I did the impossible. I made 28 Days Later look like a happy, totally normal movie. At the same time, I also created a sick ad for DS106. I’m insanely proud of what I did with this assignment so I hope you guys check it out! You might see yourself in it(most likely) and you’ll definitely relate.

To create this ad for the Mash a Movie assignment, I used 4K Video Downloader to download some clips of scenes I wanted from YouTube. I really recommend this for people who don’t want to or can’t download the entire film and chop it down! When I first started, I realized that 1) the violence of most of the movie would depict DS106 in a negative light and 2) there isn’t much dialogue to build off of. So ideas started forming in my head and I decided to use the two happiest parts of the film to create what you just watched. I chose some areas to dub over the audio with DS106 appropriate soundbites. I also added text and the DS106 logo to make it a cohesive representation of both what we do and what is great about the class. My favorite part and the most challenging part was adding text of things we do and making it so Selena “puts” them in her grocery cart. I used the movement controls in iMovie but it was hard to get it in a seamless movement. Hopefully the text is readable! I had a lot of fun making this whole promo.

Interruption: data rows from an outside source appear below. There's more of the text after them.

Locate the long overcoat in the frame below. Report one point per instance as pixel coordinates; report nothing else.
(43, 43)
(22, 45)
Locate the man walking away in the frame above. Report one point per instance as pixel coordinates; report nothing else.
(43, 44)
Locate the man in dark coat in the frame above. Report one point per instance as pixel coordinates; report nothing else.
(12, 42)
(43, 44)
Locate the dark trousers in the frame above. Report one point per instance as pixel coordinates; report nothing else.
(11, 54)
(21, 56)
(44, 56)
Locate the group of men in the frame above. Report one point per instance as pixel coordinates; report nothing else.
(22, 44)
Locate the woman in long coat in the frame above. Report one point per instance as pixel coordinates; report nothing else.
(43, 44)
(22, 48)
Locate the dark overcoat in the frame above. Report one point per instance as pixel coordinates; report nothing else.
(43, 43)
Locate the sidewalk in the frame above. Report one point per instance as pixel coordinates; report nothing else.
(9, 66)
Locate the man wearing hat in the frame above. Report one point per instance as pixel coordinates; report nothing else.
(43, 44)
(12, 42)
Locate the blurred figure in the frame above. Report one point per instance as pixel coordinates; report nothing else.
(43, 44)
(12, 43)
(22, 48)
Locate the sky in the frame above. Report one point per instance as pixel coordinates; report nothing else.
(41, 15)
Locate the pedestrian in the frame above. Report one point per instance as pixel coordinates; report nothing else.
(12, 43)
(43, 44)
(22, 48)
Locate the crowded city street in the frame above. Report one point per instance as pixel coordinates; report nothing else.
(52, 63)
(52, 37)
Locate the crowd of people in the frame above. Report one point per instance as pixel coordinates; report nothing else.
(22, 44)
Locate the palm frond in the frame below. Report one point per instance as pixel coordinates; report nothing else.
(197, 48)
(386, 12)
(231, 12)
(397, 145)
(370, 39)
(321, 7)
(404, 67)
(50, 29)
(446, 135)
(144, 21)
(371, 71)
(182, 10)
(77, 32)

As for the original 28 Days Later… I can’t say it was my favorite apocalyptic film. Going in, I knew it would be different from the usual types of movies I picked. Although I had watched Train to Busan previously, 28 Days Later seemed more like a thriller and gore movie than one really fixated on emotional issues and character development. This was partly true when I watched it. Throughout the movie, you get glimpses of the lives of Jim, Hannah and Frank pre-apocalypse but almost no background on Selena, a main fixture in the film. This may have been purposeful to show her as the “tough” girl with a mysterious, closed off past and to some degree, she does reveal this is true. However, she was the character I grew invested in and I was disappointed I didn’t get to know more about her.

The film’s cinematography and editing style is very notable. I wasn’t a fan of it but I can appreciate what they were trying to do and the innovation of the technique. Whenever there was an intense moment, the scenes would have quick cuts of camera angles and sound to represent the chaotic moment without showing it in its entirety. I’m bad at explaining it but you can view an example of it in the video above. This was an interesting technique that was very jarring and unsettling. However, it could be dizzying and make you feel like they skipped through core moments from big battles.

One thing I really liked about the movie was how it switched courses about 2/3 in, from a simple infection-based apocalypse movie to a more intense action-thriller with a social commentary. A big focus of the end of the film was on the military response to the infection in the UK. They single-handedly plan that the future will be one with sex slavery of women and find their victims in the two main female characters. They’re thankfully rescued but the viewer is left, or at least I was left, with reminders of tragic atrocities committed during wartime and in times when the structures of society fell apart. It was interesting to see a different sort of theme permeate this apocalyptic story.

All in all, I found the characters likeable and the action captured my attention. If you watched 28 Days Later, let me know what you thought of it below!